Ein paar Worte zu... Cecelia Ahern - Der Ghostwriter

Einen wunderschönen guten Tag ihr Lieben! 
Pünktlich zum Wochenende gibt es wieder ein paar Worte, diesmal zu einem Bücherei-Buch. Da Cecelia Ahern im Februar ihr neues Buch Das Jahr, in dem ich Dich traf veröffentlichen wird und ich schon so lange nichts mehr von ihr gelesen habe und die Bücherei dies scheinbar fast geahnt hat (zu viele UND's in diesem Absatz), konnte ich zum Einen Zeit Deines Lebens leihen sowie Der Ghostwriter. Letzteres habe ich sodann auch gleich gelesen und ich kann Euch schon jetzt sagen, dass ich sehr zwiegespalten bin, was diese Novelle angeht. 

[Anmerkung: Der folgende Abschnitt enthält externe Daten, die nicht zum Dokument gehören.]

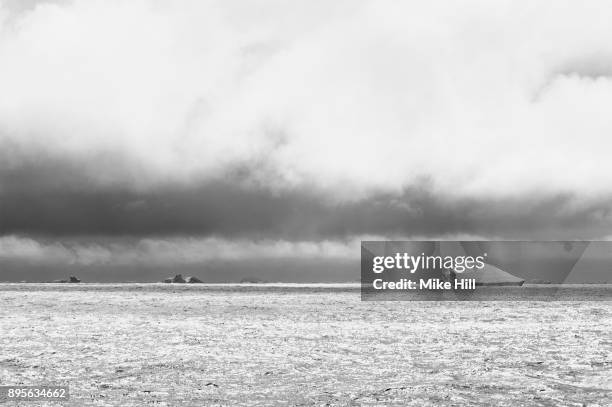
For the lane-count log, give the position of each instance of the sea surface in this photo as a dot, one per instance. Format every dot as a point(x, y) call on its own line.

Der Multimillionär Herman Banks hat in seinem Leben alles erreicht. Nur einen Wunsch konnte er sich bisher nicht erfüllen: ein eigenes Buch zu schreiben! Er beschließt das Haus eines verstorbenen Autors im Süden Englands zu kaufen und seine Geschäfte in Amerika Geschäfte sein zu lassen. Auch die Ehe zwischen ihm und seiner weitaus jüngeren Frau Amber steht vor dem Aus, weshalb Herman meint, dass ihnen beiden eine Auszeit weit abgeschieden vom schnellem Stadtleben gut tun würde. Doch im Haus angekommen ereilt Herman eine Schreibblockade und auch andere gruselige Dinge tragen sich zu: Eines Morgens findet Herman in seinem Schreibzimmer die ersten Seiten seines geplanten Manuskripts, nur dass er diese nie geschrieben hat. Zeitgleich verschwinden Gegenstände aus dem Haus, nur dass nie jemand eingebrochen ist....

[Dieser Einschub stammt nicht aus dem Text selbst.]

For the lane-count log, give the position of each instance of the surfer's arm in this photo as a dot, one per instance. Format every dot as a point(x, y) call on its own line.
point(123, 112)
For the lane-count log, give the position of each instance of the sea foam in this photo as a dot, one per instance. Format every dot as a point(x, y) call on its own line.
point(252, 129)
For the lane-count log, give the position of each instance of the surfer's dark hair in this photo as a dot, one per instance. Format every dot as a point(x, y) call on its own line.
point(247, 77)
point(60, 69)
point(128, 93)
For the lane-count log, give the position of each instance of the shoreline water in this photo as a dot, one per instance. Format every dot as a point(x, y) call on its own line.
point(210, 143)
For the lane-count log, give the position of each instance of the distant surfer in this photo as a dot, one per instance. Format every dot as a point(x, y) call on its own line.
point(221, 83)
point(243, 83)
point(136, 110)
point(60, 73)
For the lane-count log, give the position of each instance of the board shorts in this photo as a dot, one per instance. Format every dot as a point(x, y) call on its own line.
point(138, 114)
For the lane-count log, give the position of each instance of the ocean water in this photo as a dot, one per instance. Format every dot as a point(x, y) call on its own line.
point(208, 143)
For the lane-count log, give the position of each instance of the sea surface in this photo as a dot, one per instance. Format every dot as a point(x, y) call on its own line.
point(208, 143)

Also zunächst muss gesagt sein, dass die Kurzbeschreibung des Buches (nicht der eigentliche Klappentext) meiner Meinung nach mal so gar nicht zum Inhalt des Buches passt, und auch das gesamte Layout suggeriert eine gänzlich andere Atmosphäre, als sie der Leser womöglich bei Betrachtung des Covers erwartet. Die Kurzbeschreibung besagt:"Spannend, dicht und atmosphärisch. Die Novelle der jungen Weltbestsellerautorin zieht uns unaufhaltsam in eine faszinierende Geschichte von Liebe, Sühne und der unheimlichen Macht der Phantasie." 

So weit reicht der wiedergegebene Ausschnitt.